Failure is a Part of the Leader’s Journey
A leader has to be a visionary. I believe that the vision with an actionable strategy can realise the goal of an organisation and at the same time meet the demands of the market. This differentiates a true leader from me-too leaders. However, success does not come merely because one has a vision. One has to craft a sound strategy around the vision, have actionable plans, and more importantly engage people. The calibre can be gauged by the leader’s ability to align employees’ actions with the course of implementation of plans and priorities that the top executive has established in the strategic planning process.

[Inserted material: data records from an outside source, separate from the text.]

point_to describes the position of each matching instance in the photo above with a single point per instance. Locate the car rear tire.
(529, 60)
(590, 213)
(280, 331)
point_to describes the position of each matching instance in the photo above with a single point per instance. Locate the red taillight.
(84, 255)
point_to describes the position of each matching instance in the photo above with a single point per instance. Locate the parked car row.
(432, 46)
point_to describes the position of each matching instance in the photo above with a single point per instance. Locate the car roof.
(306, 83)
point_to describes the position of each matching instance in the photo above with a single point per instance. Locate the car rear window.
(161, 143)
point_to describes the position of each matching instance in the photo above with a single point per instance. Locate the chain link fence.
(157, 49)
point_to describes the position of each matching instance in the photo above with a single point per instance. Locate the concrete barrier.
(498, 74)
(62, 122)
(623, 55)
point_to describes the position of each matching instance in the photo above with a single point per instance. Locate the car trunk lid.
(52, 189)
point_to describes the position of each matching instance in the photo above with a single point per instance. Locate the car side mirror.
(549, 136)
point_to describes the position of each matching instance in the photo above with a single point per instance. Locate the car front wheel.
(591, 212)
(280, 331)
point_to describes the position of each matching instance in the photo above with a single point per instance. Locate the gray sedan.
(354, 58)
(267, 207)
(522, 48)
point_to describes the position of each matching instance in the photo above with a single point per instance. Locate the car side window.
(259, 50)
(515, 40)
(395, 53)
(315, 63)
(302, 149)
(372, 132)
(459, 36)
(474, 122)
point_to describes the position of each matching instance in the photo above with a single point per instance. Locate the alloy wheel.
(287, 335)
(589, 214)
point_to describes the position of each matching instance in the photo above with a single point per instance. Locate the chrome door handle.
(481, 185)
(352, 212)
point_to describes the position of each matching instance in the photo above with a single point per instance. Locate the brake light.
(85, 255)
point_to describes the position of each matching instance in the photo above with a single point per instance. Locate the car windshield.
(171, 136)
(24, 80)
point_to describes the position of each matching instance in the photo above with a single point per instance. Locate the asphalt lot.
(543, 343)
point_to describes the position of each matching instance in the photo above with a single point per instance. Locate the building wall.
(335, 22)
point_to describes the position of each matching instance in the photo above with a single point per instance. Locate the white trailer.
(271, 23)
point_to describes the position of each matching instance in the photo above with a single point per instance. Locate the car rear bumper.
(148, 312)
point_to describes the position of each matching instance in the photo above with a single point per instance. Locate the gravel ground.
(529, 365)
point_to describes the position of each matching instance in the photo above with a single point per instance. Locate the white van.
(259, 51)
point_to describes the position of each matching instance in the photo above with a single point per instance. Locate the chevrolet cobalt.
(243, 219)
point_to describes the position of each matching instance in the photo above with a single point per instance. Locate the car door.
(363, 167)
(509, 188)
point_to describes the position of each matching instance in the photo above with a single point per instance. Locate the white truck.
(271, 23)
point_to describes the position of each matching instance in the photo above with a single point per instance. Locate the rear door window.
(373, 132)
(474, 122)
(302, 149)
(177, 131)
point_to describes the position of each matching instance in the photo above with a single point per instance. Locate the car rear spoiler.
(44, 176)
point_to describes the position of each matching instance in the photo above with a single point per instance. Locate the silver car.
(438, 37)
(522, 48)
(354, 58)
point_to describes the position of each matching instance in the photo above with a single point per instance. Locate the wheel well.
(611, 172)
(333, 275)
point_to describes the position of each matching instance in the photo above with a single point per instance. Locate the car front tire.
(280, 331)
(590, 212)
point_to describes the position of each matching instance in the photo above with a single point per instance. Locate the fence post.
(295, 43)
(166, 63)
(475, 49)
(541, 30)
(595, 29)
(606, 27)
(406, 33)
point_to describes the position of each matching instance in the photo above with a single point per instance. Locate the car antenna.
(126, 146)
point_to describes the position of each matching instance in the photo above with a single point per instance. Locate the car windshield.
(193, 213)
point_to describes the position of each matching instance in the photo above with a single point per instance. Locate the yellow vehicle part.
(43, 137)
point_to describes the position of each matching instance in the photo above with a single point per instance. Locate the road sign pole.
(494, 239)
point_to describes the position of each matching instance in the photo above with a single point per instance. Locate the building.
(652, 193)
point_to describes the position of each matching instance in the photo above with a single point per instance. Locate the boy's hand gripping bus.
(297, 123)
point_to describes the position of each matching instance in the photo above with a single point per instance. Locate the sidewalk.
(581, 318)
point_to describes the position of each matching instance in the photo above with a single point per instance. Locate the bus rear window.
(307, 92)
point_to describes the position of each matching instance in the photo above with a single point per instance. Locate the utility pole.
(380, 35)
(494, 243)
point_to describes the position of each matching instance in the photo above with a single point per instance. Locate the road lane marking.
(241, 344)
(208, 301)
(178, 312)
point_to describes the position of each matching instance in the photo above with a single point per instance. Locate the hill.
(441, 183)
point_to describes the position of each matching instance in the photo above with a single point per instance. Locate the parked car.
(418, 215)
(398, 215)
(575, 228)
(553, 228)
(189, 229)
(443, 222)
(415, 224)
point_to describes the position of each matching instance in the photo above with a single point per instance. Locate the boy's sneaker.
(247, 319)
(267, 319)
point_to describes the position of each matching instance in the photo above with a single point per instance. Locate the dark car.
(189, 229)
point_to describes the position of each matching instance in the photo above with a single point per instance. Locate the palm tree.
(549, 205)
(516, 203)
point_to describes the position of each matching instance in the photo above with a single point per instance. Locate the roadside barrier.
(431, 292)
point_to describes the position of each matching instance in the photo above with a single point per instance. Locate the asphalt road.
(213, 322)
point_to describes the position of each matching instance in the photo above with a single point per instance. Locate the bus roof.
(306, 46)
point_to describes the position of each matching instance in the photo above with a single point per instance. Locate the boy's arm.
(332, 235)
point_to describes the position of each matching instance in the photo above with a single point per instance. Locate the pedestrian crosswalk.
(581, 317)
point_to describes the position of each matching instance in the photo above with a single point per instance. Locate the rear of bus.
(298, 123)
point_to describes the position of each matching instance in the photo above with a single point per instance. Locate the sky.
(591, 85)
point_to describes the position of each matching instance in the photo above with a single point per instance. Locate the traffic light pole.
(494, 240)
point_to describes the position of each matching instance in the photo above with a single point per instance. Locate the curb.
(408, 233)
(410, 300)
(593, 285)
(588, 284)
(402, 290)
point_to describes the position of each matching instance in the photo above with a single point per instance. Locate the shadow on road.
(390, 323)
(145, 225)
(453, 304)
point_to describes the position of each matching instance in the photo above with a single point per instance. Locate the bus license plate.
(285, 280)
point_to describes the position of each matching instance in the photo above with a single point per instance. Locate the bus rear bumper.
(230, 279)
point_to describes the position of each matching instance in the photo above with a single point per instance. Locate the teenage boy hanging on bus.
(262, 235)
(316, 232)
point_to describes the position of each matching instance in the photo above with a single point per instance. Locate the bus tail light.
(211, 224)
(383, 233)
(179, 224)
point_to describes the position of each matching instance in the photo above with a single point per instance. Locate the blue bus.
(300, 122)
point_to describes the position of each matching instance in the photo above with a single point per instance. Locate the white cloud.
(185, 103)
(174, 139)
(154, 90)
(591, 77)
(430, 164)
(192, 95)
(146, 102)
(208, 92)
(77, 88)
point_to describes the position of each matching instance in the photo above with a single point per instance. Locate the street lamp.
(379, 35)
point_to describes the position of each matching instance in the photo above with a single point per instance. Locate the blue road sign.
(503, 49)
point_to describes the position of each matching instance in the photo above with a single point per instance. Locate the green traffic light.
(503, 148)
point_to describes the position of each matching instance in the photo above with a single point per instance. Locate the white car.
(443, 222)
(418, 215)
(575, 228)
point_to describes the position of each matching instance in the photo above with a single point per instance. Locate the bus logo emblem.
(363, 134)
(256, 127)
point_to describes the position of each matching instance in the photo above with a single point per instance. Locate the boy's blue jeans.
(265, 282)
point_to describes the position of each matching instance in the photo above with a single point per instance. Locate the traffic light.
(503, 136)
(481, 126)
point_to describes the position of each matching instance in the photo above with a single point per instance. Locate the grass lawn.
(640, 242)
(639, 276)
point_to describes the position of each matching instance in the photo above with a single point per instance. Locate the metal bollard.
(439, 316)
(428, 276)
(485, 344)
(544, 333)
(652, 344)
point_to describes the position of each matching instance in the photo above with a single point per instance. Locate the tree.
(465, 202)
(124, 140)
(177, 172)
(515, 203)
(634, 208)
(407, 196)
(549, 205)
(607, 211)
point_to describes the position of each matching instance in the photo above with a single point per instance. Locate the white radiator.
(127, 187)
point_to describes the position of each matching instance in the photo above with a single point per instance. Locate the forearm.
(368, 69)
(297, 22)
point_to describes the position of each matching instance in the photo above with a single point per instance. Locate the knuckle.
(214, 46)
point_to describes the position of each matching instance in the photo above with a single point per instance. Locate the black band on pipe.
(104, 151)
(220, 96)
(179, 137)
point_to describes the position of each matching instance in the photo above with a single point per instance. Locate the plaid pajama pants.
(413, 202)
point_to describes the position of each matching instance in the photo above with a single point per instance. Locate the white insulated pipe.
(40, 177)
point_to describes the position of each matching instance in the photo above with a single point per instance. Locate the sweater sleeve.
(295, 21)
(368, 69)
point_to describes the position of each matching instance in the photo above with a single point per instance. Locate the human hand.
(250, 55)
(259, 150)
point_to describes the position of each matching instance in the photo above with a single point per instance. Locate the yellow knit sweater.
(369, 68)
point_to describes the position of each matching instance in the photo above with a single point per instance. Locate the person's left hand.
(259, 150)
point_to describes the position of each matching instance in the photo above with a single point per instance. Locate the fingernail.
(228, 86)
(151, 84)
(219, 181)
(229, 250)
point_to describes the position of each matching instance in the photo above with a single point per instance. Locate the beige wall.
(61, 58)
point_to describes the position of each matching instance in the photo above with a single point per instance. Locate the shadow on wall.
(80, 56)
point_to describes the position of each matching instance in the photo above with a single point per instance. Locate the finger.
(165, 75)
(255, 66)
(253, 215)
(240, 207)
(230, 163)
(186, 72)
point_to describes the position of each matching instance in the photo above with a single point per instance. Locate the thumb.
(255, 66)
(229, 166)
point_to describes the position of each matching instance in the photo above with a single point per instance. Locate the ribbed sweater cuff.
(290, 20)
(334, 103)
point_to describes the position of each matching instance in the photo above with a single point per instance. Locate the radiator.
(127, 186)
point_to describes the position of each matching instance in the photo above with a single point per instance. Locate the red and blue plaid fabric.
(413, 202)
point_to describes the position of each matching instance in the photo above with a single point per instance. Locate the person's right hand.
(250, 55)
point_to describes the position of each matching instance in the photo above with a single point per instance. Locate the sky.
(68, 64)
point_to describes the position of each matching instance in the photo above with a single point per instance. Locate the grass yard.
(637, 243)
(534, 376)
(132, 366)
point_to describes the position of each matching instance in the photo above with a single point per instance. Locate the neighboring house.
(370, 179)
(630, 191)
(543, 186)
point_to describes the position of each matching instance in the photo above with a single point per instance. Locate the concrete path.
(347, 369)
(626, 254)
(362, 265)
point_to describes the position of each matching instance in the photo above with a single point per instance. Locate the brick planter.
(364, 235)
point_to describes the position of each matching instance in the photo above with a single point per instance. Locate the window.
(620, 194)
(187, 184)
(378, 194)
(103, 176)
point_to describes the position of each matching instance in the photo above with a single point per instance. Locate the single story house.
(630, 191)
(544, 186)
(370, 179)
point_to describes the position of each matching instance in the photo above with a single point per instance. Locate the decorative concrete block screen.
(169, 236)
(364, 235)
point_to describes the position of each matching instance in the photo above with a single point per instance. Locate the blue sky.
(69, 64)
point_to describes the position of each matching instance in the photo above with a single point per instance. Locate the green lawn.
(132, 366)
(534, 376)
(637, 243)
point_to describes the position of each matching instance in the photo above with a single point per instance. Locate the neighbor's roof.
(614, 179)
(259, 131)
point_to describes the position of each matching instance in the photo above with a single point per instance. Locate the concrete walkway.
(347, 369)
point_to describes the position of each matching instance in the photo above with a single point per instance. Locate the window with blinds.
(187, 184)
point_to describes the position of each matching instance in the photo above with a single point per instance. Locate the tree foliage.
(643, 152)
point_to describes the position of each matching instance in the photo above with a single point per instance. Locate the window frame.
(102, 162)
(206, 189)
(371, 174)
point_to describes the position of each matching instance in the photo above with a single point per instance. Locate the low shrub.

Failure too is a part of the leader’s journey; it is not success all the way. One has to be ethical and transparent in business dealings. In fact, trust and transparency are probably the most important fundamentals of leadership that stand between ordinary results and extraordinary results. For me, transparency is the new imperative. We at Hettich believe in extraordinary results, and thus abide by the principles of trust and transparency. As far as the leadership position of Hettich India is concerned, I have been getting tremendous support from the global leadership team. I have shared with conviction our vision and actionable strategy with the global team, and more often than not they have fully backed our decisions.
As a perpetual student of leadership, I am inspired by Dhirubhai Ambani who made Indian industry globally competitive by setting up exceptionally large-sized projects, and Ratan Tata who acquired global corporations and turned them around. Of course I have much admiration and respect for the many other Indian managers who are setting benchmarks through their audacity and integrity.